Endangered Miami Blue Butterfly Gets New Lease On Life In UF Breeding Program

May 26, 2004

EVERGLADES NATIONAL PARK — The critically endangered Miami Blue butterfly, one of the rarest insects in North America, will return to South Florida today when University of Florida researchers release several hundred butterflies that have been bred in captivity.

“Last year, the entire Miami Blue population was down to about 50 adults, and their habitat was restricted to Bahia Honda State Park in the Florida Keys,” said Thomas Emmel, director of UF’s McGuire Center for Lepidoptera and Environmental Research in Gainesville. “We hope the release will establish a new, self-sustaining colony that will eventually increase in number and repopulate other areas of South Florida.”

Emmel said several hundred mature caterpillars or larvae will be released in Everglades National Park, and they will emerge as butterflies in 10 to 15 days. The adult insects, which usually live for about two weeks, will be monitored on a monthly basis to see how well they are reproducing.

He said it is difficult to predict how many will survive in the wild, and the release is the first step in a more extensive reintroduction effort that will take place over the next year.

At one time, the Miami Blue butterfly was common in the coastal areas of South Florida. Beginning the 1970s, coastal development and activities such as mosquito spraying caused the population to drop to critically low levels. After Hurricane Andrew swept through the area in 1992, Emmel and other researchers thought the Miami Blue was extinct.

In 1999, when a butterfly enthusiast photographed the insect in Bahia Honda State Park and sent the photos to Emmel, he was surprised to find a colony of Miami Blue butterflies in the Florida Keys.

“When the numbers of any species are this low, their very existence is at great risk,” Emmel said.

John Capinera, chairman of the entomology and nematology department at UF’s Institute of Food and Agricultural Sciences, said he hopes the Miami Blue butterfly can be saved because it is part of South Florida’s rich and exotic fauna. “Saving the butterfly is a high priority, but there also is a need for mosquito control to prevent transmission of the West Nile virus and other mosquito-borne diseases, and these two priorities may be in conflict.”

To raise the butterflies in captivity, Jaret Daniels, director of the project, harvested 100 pinhead-sized butterfly eggs from nickerbean plants in Bahia Honda State Park. The Miami Blues were then reared in UF’s new lepidoptera research facility at the Florida Museum of Natural History in Gainesville. The center, which is scheduled to open to the public Aug. 14, is designed for research and conservation work, in addition to housing one of the world’s largest butterfly collections and a live butterfly exhibit.

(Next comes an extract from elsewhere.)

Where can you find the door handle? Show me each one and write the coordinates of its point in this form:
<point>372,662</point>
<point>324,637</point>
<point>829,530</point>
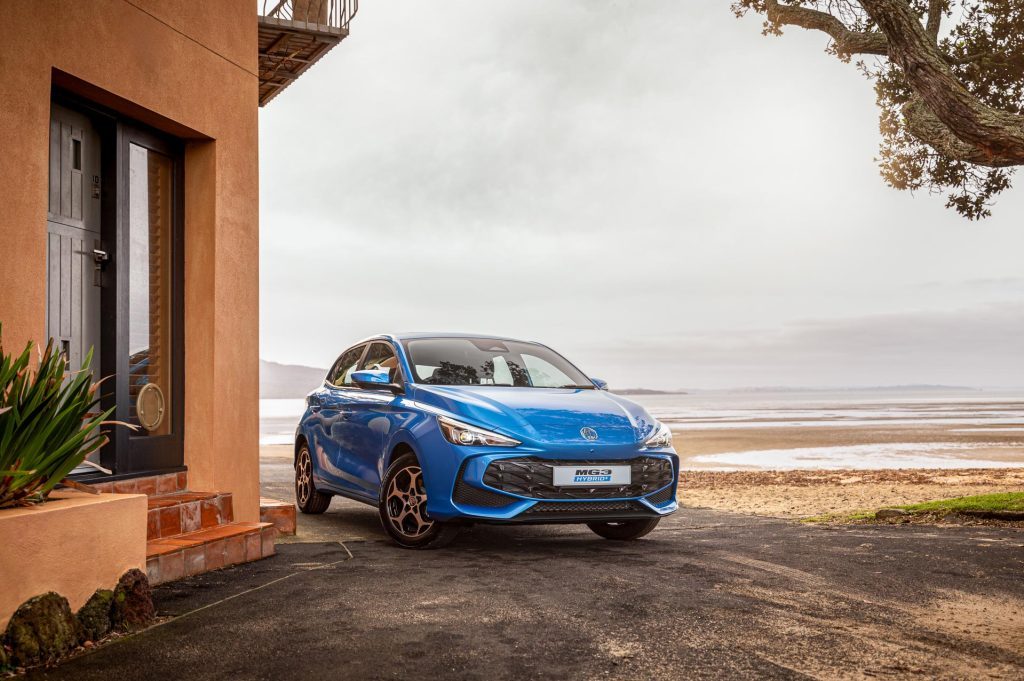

“In the wild, anywhere from 1 percent to 5 percent of butterfly eggs result in a reproducing adult,” Daniels said. “In our captive propagation program, that number is closer to 70 percent.”

He said the butterfly needs three to five weeks to go from egg to adult. Emmel and Daniels have raised 13 generations of Miami Blues over the past 15 months, resulting in more than 9,000 individuals, and they expect to release several hundred in South Florida this week.

In 2000, when butterfly lovers and researchers learned how few Miami Blues were left, the North American Butterfly Association petitioned for federal endangered status for the butterfly. This level of protection would provide penalties for those caught catching, possessing, harassing or selling the butterfly, a critical step to protect the few that were left.

Newspaper articles and Miami Blue Web sites generated strong public support, especially in South Florida. Citing a backlog of other species needing protection, the U.S. Fish and Wildlife Service, the agency that grants endangered status, delayed the request.

Undaunted, the hobbyists and researchers pressed on. In December 2002, in an emergency ruling, Ken Haddad, executive director of the Florida Fish and Wildlife Conservation Commission, granted temporary endangered status. The commission’s board confirmed the endangered status in November 2003. Haddad’s action helped provide the impetus for the repopulation project to begin.

The federal and state fish and wildlife agencies have provided funding for the UF research project. Additional cooperation has come from the Florida Parks Department and the National Park Service.